Kennerly eut l’air offensé.

— Ça a rien à voir. La prêtresse dit que…

Il se mit à palabrer et à débiter des inepties. Le Pistolero retira son chapeau et s’épongea le front. Le soleil tapait fort, sans relâche. Kennerly ne paraissait pas s’en apercevoir. Kennerly avait plein de choses à raconter, dont pas une n’était sensée. Dans l’ombre étroite le long de la grange, la petite fille s’étalait d’un air grave de la terre sur la figure.

Le Pistolero finit par s’impatienter et interrompit l’autre en pleine logorrhée.

— Vous ne savez pas ce qu’il y a au-delà du désert ?

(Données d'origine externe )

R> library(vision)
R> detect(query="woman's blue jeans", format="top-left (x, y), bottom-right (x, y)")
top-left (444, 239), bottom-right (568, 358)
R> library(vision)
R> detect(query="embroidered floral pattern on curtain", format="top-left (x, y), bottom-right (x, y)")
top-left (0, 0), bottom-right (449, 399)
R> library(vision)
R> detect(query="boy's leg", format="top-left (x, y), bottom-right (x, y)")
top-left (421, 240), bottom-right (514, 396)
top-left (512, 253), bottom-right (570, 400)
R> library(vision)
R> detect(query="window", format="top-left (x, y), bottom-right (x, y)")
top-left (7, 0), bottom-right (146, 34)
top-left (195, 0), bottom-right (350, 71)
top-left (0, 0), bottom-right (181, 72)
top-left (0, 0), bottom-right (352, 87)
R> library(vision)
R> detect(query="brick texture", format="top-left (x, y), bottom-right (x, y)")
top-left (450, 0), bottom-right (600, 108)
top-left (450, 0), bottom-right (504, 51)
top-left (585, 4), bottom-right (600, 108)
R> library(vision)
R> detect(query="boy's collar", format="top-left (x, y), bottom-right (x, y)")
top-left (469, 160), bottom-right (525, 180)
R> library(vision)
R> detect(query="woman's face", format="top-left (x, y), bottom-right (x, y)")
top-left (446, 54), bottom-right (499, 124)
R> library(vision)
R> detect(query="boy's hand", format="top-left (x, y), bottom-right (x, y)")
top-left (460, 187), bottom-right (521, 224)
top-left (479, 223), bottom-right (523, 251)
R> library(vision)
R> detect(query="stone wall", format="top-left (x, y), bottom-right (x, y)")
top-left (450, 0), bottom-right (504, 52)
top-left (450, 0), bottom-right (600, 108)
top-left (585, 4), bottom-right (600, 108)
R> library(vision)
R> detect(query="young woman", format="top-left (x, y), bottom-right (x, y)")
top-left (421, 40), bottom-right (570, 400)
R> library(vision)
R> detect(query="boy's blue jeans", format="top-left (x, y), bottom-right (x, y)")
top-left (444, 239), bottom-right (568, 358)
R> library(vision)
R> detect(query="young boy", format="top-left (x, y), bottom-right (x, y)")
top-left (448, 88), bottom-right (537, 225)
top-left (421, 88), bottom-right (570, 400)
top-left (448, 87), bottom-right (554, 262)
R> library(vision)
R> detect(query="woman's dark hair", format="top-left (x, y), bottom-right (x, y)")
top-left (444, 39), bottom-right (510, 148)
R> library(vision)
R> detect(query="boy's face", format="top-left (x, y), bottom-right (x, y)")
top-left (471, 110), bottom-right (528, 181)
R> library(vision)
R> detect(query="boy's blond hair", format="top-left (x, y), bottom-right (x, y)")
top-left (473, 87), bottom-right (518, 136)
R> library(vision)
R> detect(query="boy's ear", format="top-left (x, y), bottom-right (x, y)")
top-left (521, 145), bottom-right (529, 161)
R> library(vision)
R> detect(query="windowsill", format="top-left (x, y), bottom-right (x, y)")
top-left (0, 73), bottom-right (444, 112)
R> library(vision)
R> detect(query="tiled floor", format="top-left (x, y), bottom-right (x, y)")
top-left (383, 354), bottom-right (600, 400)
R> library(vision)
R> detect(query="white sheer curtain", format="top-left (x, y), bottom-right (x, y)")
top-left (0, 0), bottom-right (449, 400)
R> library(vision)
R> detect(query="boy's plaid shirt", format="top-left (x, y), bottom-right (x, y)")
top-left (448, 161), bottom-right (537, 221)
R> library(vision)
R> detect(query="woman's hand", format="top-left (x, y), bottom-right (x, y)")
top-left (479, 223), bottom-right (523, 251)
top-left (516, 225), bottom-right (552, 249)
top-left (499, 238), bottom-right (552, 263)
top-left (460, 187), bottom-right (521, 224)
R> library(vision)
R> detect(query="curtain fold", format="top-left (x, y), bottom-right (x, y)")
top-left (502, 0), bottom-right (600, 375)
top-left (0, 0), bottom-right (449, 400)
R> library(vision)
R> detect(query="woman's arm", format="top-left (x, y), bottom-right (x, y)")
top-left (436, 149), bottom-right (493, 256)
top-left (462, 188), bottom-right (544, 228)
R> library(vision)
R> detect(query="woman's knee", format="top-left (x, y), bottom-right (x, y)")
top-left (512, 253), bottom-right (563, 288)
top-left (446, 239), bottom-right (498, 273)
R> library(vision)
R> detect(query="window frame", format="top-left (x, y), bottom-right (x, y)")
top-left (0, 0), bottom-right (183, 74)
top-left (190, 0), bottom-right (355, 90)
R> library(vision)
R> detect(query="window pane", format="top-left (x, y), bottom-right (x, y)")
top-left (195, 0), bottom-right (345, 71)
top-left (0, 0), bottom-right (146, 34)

Kennerly haussa les épaules.

— Y en a peut-être qui savent. La diligence est passée dans ce coin-là, y a cinquante ans. C’est mon paternel qui m’l’a dit. Il disait que c’était des montagnes. D’autres disent que c’est l’océan… un océan vert avec des monstres. Y en a aussi qui disent que c’est là qu’le monde finit. Qu’il y a que des lumières qui rendent aveugle et le visage de Dieu, la bouche ouverte, prêt à nous avaler.

— Balivernes, fit sèchement le Pistolero.

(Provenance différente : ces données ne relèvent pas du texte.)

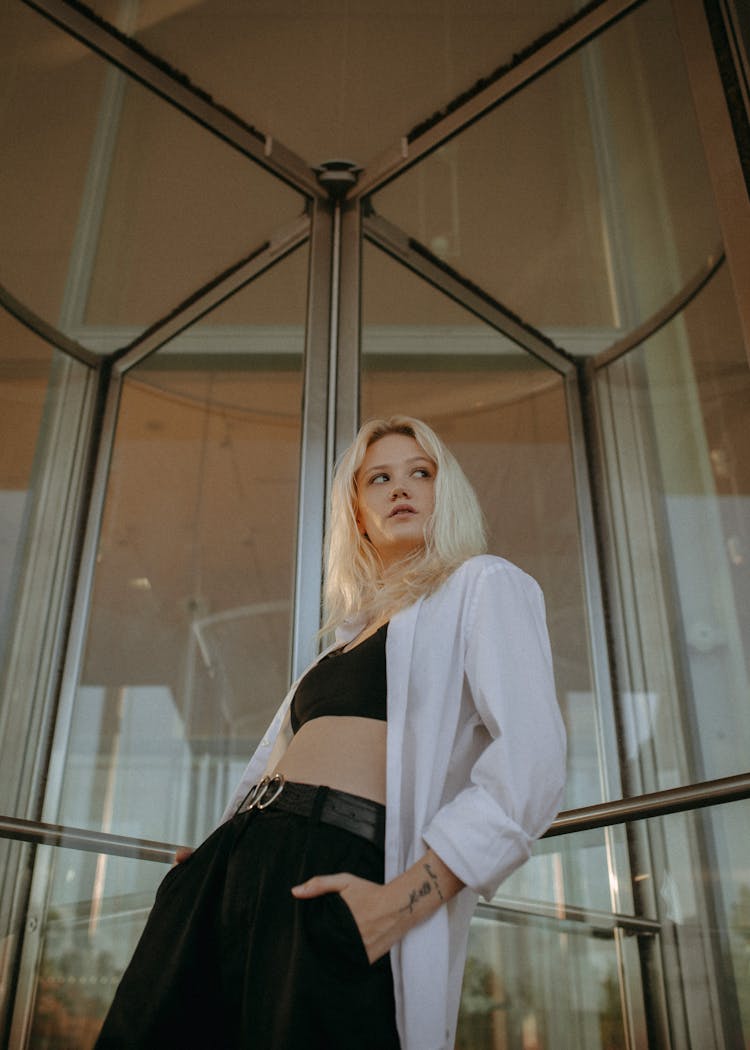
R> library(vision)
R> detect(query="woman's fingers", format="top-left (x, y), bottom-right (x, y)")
top-left (292, 872), bottom-right (353, 897)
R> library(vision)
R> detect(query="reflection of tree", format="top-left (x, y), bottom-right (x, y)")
top-left (599, 973), bottom-right (626, 1050)
top-left (456, 956), bottom-right (507, 1050)
top-left (29, 912), bottom-right (120, 1050)
top-left (730, 885), bottom-right (750, 1045)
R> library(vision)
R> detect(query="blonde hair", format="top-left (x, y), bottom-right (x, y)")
top-left (324, 416), bottom-right (486, 631)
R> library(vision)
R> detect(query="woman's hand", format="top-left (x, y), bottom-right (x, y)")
top-left (292, 872), bottom-right (397, 963)
top-left (292, 849), bottom-right (463, 963)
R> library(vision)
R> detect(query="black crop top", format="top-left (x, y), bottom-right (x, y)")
top-left (291, 624), bottom-right (388, 733)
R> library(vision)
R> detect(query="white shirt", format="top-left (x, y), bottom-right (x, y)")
top-left (223, 554), bottom-right (565, 1050)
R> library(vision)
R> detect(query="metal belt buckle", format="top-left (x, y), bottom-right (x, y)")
top-left (237, 773), bottom-right (285, 813)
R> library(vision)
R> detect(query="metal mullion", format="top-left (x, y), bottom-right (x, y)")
top-left (24, 0), bottom-right (320, 196)
top-left (351, 0), bottom-right (644, 196)
top-left (333, 201), bottom-right (362, 461)
top-left (565, 368), bottom-right (621, 797)
top-left (363, 215), bottom-right (576, 375)
top-left (671, 0), bottom-right (750, 360)
top-left (291, 200), bottom-right (333, 678)
top-left (114, 215), bottom-right (310, 373)
top-left (41, 364), bottom-right (122, 820)
top-left (0, 285), bottom-right (102, 369)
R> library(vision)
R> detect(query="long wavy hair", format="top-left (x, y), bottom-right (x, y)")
top-left (324, 416), bottom-right (486, 631)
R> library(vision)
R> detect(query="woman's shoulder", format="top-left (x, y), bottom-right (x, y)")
top-left (446, 554), bottom-right (539, 588)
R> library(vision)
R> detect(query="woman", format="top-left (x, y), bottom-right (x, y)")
top-left (98, 417), bottom-right (564, 1050)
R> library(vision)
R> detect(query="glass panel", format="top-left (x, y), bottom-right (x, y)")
top-left (0, 3), bottom-right (106, 334)
top-left (51, 251), bottom-right (307, 842)
top-left (456, 917), bottom-right (628, 1050)
top-left (361, 245), bottom-right (602, 806)
top-left (456, 802), bottom-right (750, 1050)
top-left (599, 269), bottom-right (750, 793)
top-left (374, 0), bottom-right (721, 353)
top-left (83, 0), bottom-right (576, 164)
top-left (19, 802), bottom-right (750, 1050)
top-left (0, 310), bottom-right (91, 818)
top-left (0, 4), bottom-right (304, 350)
top-left (19, 846), bottom-right (162, 1050)
top-left (85, 80), bottom-right (305, 328)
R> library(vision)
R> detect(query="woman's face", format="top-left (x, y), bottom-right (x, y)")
top-left (356, 434), bottom-right (437, 568)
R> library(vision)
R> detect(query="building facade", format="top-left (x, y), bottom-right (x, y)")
top-left (0, 0), bottom-right (750, 1050)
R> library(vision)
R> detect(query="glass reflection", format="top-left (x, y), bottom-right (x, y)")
top-left (361, 245), bottom-right (602, 807)
top-left (599, 264), bottom-right (750, 792)
top-left (374, 0), bottom-right (720, 353)
top-left (17, 801), bottom-right (750, 1050)
top-left (81, 0), bottom-right (576, 164)
top-left (52, 252), bottom-right (306, 843)
top-left (0, 3), bottom-right (106, 335)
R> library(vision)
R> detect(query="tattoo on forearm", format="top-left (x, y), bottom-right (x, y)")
top-left (400, 863), bottom-right (445, 915)
top-left (424, 863), bottom-right (445, 904)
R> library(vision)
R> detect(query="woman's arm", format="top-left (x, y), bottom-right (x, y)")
top-left (292, 849), bottom-right (463, 963)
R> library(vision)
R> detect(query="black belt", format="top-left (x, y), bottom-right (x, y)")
top-left (237, 773), bottom-right (386, 846)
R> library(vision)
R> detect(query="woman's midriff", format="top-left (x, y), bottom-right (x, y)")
top-left (274, 715), bottom-right (387, 804)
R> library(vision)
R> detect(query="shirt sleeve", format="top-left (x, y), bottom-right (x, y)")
top-left (423, 563), bottom-right (565, 900)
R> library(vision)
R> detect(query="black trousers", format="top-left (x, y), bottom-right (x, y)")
top-left (96, 789), bottom-right (399, 1050)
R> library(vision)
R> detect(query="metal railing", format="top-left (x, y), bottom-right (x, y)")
top-left (0, 773), bottom-right (750, 864)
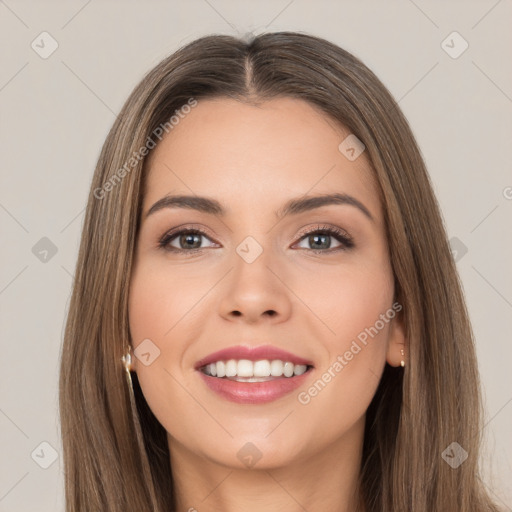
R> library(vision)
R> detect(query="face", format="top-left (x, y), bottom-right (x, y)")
top-left (129, 98), bottom-right (404, 468)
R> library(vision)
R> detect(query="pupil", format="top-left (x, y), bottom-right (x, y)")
top-left (310, 235), bottom-right (331, 249)
top-left (181, 234), bottom-right (201, 248)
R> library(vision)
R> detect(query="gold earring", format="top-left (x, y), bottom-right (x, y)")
top-left (121, 349), bottom-right (132, 373)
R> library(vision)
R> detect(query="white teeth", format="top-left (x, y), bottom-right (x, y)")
top-left (270, 359), bottom-right (283, 377)
top-left (253, 359), bottom-right (270, 377)
top-left (283, 362), bottom-right (293, 377)
top-left (226, 359), bottom-right (237, 377)
top-left (203, 359), bottom-right (308, 382)
top-left (212, 361), bottom-right (226, 377)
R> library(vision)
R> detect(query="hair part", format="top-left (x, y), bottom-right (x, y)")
top-left (60, 32), bottom-right (498, 512)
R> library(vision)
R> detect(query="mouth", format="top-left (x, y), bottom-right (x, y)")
top-left (195, 345), bottom-right (314, 404)
top-left (199, 359), bottom-right (313, 382)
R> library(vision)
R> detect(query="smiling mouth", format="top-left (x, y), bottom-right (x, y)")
top-left (199, 359), bottom-right (313, 383)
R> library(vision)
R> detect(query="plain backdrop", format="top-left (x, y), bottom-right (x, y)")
top-left (0, 0), bottom-right (512, 512)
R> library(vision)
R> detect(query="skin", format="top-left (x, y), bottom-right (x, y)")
top-left (129, 98), bottom-right (405, 512)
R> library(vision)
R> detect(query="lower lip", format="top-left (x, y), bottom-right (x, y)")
top-left (198, 369), bottom-right (312, 404)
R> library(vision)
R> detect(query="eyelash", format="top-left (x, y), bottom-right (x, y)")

— Pour sûr, répliqua Kennerly dans un petit cri joyeux.

Il eut à nouveau un mouvement veule, entre la haine, la peur et le désir de plaire.

— Veillez à ce qu’on s’occupe de ma mule.

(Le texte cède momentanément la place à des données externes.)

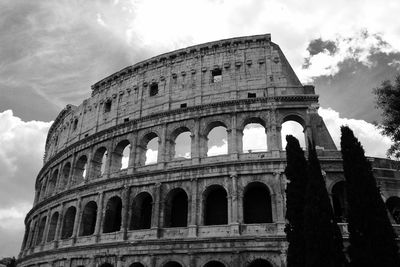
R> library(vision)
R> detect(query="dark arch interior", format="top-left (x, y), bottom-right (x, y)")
top-left (47, 212), bottom-right (58, 242)
top-left (48, 170), bottom-right (58, 195)
top-left (103, 196), bottom-right (122, 233)
top-left (111, 140), bottom-right (132, 171)
top-left (386, 197), bottom-right (400, 224)
top-left (61, 207), bottom-right (76, 239)
top-left (204, 261), bottom-right (225, 267)
top-left (129, 193), bottom-right (153, 230)
top-left (61, 162), bottom-right (71, 187)
top-left (92, 147), bottom-right (107, 178)
top-left (164, 261), bottom-right (182, 267)
top-left (36, 217), bottom-right (47, 245)
top-left (79, 201), bottom-right (97, 236)
top-left (243, 182), bottom-right (272, 223)
top-left (165, 188), bottom-right (188, 227)
top-left (75, 156), bottom-right (87, 183)
top-left (332, 181), bottom-right (347, 222)
top-left (248, 259), bottom-right (272, 267)
top-left (204, 186), bottom-right (228, 225)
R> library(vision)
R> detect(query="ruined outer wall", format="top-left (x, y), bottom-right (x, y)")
top-left (19, 35), bottom-right (398, 267)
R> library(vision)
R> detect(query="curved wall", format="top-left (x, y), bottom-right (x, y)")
top-left (19, 35), bottom-right (399, 267)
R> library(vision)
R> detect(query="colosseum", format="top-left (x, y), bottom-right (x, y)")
top-left (18, 34), bottom-right (400, 267)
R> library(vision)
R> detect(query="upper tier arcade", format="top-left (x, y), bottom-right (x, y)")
top-left (44, 34), bottom-right (317, 162)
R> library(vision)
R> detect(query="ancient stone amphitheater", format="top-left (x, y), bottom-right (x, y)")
top-left (19, 34), bottom-right (400, 267)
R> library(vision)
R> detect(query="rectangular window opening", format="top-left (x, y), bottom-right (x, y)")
top-left (211, 69), bottom-right (222, 83)
top-left (104, 100), bottom-right (111, 112)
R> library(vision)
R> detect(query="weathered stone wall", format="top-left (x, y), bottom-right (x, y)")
top-left (19, 35), bottom-right (400, 267)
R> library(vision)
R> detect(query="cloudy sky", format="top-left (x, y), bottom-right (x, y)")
top-left (0, 0), bottom-right (400, 257)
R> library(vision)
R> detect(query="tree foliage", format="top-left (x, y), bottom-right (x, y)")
top-left (374, 75), bottom-right (400, 158)
top-left (340, 126), bottom-right (400, 267)
top-left (285, 135), bottom-right (307, 267)
top-left (304, 142), bottom-right (345, 267)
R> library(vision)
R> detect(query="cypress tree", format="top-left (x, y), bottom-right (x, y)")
top-left (340, 126), bottom-right (400, 267)
top-left (285, 135), bottom-right (307, 267)
top-left (304, 142), bottom-right (345, 267)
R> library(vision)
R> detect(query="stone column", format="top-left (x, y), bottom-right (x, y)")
top-left (54, 202), bottom-right (65, 248)
top-left (230, 172), bottom-right (240, 235)
top-left (189, 178), bottom-right (198, 237)
top-left (84, 146), bottom-right (97, 183)
top-left (94, 191), bottom-right (104, 243)
top-left (271, 171), bottom-right (286, 223)
top-left (117, 255), bottom-right (124, 267)
top-left (157, 123), bottom-right (168, 169)
top-left (122, 185), bottom-right (130, 240)
top-left (151, 183), bottom-right (161, 238)
top-left (228, 113), bottom-right (239, 159)
top-left (72, 197), bottom-right (82, 244)
top-left (103, 142), bottom-right (115, 179)
top-left (65, 151), bottom-right (76, 189)
top-left (42, 209), bottom-right (51, 247)
top-left (128, 132), bottom-right (137, 174)
top-left (190, 118), bottom-right (200, 164)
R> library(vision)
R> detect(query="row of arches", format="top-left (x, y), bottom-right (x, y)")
top-left (36, 118), bottom-right (305, 203)
top-left (26, 181), bottom-right (273, 248)
top-left (97, 258), bottom-right (272, 267)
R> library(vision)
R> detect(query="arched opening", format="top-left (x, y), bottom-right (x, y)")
top-left (242, 123), bottom-right (268, 153)
top-left (103, 196), bottom-right (122, 233)
top-left (281, 116), bottom-right (306, 150)
top-left (164, 188), bottom-right (188, 227)
top-left (248, 259), bottom-right (272, 267)
top-left (204, 261), bottom-right (225, 267)
top-left (40, 176), bottom-right (47, 199)
top-left (47, 170), bottom-right (58, 196)
top-left (204, 185), bottom-right (228, 225)
top-left (111, 140), bottom-right (131, 172)
top-left (21, 222), bottom-right (31, 250)
top-left (72, 119), bottom-right (79, 131)
top-left (386, 197), bottom-right (400, 224)
top-left (332, 181), bottom-right (347, 222)
top-left (129, 192), bottom-right (153, 230)
top-left (139, 133), bottom-right (159, 165)
top-left (243, 182), bottom-right (272, 223)
top-left (74, 155), bottom-right (87, 184)
top-left (60, 162), bottom-right (71, 189)
top-left (27, 222), bottom-right (37, 248)
top-left (164, 261), bottom-right (182, 267)
top-left (79, 201), bottom-right (97, 236)
top-left (47, 212), bottom-right (59, 242)
top-left (174, 130), bottom-right (192, 159)
top-left (61, 206), bottom-right (76, 239)
top-left (36, 217), bottom-right (47, 245)
top-left (207, 124), bottom-right (228, 157)
top-left (92, 147), bottom-right (108, 178)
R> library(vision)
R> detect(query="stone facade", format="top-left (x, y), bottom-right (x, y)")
top-left (19, 34), bottom-right (400, 267)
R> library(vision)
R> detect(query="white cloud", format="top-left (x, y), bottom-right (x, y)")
top-left (0, 110), bottom-right (51, 256)
top-left (297, 30), bottom-right (398, 82)
top-left (318, 108), bottom-right (392, 157)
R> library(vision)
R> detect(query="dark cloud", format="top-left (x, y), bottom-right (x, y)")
top-left (314, 50), bottom-right (400, 122)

Il fit tournoyer une autre pièce dans l’air, que Kennerly attrapa au vol. On dirait un chien se jetant sur une balle, se dit le Pistolero.

— Bien sûr. Vous restez un peu ?

— Ça n’est pas impossible. Il y aura de l’eau…

— … si Dieu le veut ! Pour sûr, pour sûr !

Kennerly y alla d’un rire sans joie, et dans ses yeux le Pistolero gisait raide mort à ses pieds.

— Elle est plutôt gentille, quand elle veut, notre Allie, pas vrai ?

Le palefrenier fit un cercle avec son poing gauche et fit aller et venir son index droit à l’intérieur.

— Vous avez dit quelque chose ? demanda le Pistolero d’un air distant.

Une terreur soudaine voila le regard de Kennerly, comme des lunes jumelles venant masquer l’horizon. Il se mit les mains derrière le dos, comme un vilain garnement pris les mains dans le pot de confiture.

— Non, sai, rien du tout. Et, si j’ai dit quelque chose, j’en suis bien désolé.

Du coin de l’œil, il aperçut Soobie à la fenêtre et se précipita sur elle comme un cyclone.

— Je vais te la mettre tout d’suite, ta raclée, espèce de petite pute ! Nom de Dieu ! Je m’en vais te…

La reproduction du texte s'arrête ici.